Different than in the present situation, the contract relied upon by the directors both expressly made reference to them and set out the scope of the rights which they were being accorded. There thus hardly could, if the agreement was a valid one under Iowa law, be any room to contend that the directors had not been intended to be made donee beneficiaries of the promisee. Here, the terms of the promise, in the light of the accompanying circumstances, to the extent that those circumstances have been made to appear in the printed record, afforded no basis for a holding as a matter of law that one of the purposes of the intervener in obtaining the promise had been to make defendants a donee beneficiary of plaintiff’s obligation. All that defendants properly, on the present record, could legally be declared to be would be an incidental beneficiary.

The judgment must accordingly be reversed, and the cause remanded for further proceedings. Some other questions have been attempted by plaintiff to be raised before us, such as whether it is entitled to interest from defendants upon the $1179 paid into court, until such funds were deposited therein, and whether it can be required to pay the cost of some depositions initially taken by it but ordered by it not to be transcribed. These questions were not ruled upon by the trial court; nor do we think that they are capable of legal answer without development of the facts related to them; and the record before us is not such as soundly to permit of their resolution. They will accordingly be left to the disposition of the trial court in the proceedings on remand.

From the tenor of their brief, defendants apparently are convinced that on a trial plaintiff will not be able to obtain a recovery against them. But even if this should be true, it would not entitle us to affirm the summary judgment which has been entered. As we said in Sprague v.

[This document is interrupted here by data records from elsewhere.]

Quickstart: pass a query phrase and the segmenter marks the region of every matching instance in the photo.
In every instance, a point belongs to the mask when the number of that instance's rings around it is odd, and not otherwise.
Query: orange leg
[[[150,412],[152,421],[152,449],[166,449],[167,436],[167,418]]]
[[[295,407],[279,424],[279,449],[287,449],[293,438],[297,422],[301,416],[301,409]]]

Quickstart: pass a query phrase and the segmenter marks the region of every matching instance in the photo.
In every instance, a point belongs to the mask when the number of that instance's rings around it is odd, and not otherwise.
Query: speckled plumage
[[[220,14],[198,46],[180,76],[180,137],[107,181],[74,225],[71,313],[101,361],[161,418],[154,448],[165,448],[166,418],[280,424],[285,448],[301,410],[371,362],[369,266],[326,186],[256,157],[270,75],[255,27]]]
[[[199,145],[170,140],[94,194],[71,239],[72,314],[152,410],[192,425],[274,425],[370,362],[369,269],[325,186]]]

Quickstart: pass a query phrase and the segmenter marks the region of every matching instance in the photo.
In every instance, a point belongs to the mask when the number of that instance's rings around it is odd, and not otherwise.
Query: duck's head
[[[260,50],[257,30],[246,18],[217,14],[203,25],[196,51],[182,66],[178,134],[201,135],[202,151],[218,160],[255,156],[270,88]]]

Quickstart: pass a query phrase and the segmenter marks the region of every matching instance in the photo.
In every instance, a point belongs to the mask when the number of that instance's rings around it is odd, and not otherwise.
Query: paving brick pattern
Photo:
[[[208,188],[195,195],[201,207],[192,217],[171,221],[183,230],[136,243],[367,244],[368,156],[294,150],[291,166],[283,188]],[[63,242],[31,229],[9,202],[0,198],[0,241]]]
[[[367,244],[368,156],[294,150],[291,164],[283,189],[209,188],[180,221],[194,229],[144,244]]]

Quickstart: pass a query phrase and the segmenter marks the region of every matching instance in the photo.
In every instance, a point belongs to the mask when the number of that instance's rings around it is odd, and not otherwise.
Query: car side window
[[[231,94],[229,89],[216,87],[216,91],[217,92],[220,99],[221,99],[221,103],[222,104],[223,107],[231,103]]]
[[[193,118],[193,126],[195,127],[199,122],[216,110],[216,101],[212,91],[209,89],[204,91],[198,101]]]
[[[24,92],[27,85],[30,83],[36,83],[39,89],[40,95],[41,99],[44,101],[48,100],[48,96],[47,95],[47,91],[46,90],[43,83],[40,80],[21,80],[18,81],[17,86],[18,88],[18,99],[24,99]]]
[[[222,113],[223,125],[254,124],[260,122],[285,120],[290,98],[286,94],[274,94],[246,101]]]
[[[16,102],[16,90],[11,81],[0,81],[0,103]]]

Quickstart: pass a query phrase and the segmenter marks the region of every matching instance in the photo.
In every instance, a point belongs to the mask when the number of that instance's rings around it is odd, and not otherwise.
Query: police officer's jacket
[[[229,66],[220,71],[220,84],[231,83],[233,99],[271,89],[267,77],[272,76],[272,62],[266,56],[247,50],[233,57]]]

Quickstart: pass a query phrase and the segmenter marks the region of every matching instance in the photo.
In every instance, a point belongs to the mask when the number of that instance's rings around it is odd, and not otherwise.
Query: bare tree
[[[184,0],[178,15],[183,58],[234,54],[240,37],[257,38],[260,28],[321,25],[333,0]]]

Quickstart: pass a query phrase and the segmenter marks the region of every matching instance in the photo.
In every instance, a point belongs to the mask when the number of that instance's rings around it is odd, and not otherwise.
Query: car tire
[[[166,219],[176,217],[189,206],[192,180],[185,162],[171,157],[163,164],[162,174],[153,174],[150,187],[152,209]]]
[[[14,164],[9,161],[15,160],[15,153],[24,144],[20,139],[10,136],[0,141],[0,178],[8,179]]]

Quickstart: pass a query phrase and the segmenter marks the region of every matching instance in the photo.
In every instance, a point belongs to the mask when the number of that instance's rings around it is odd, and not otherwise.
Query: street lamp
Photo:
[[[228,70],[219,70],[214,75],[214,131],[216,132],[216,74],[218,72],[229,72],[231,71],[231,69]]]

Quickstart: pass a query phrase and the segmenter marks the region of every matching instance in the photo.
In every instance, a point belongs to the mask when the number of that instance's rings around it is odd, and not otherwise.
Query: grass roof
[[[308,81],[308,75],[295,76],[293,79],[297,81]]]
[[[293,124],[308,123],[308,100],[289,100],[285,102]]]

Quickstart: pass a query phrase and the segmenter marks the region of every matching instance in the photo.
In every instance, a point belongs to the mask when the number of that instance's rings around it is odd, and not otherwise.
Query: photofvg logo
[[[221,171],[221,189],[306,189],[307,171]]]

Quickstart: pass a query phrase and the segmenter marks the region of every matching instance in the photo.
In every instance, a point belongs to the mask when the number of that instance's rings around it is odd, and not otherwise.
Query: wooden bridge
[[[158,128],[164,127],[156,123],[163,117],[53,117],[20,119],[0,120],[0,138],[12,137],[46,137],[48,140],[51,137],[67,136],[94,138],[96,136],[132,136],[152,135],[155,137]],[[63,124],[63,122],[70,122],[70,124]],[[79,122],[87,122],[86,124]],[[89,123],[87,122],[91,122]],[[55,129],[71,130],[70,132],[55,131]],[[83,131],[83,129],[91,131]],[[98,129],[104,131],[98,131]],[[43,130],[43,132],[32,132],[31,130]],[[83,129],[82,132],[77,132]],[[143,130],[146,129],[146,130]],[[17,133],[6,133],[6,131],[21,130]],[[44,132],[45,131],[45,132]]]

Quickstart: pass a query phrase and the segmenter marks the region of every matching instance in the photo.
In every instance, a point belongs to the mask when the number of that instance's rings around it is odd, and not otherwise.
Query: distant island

Vogt, 8 Cir., 150 F.2d 795, 801, “That one reasonably may surmise that the plaintiff is unlikely to prevail upon a trial, is not a sufficient basis for refusing him his day in court with respect to issues which áre not shown to be sham, frivolous, or so unsubstantial that it would obviously be futile to try them”.

Reversed and remanded. 
      
      . Another theory of recovery was also attempted to be set up in the complaint, but for purposes of the result here reached it is unnecesary to note or consider that part of the complaint in any way.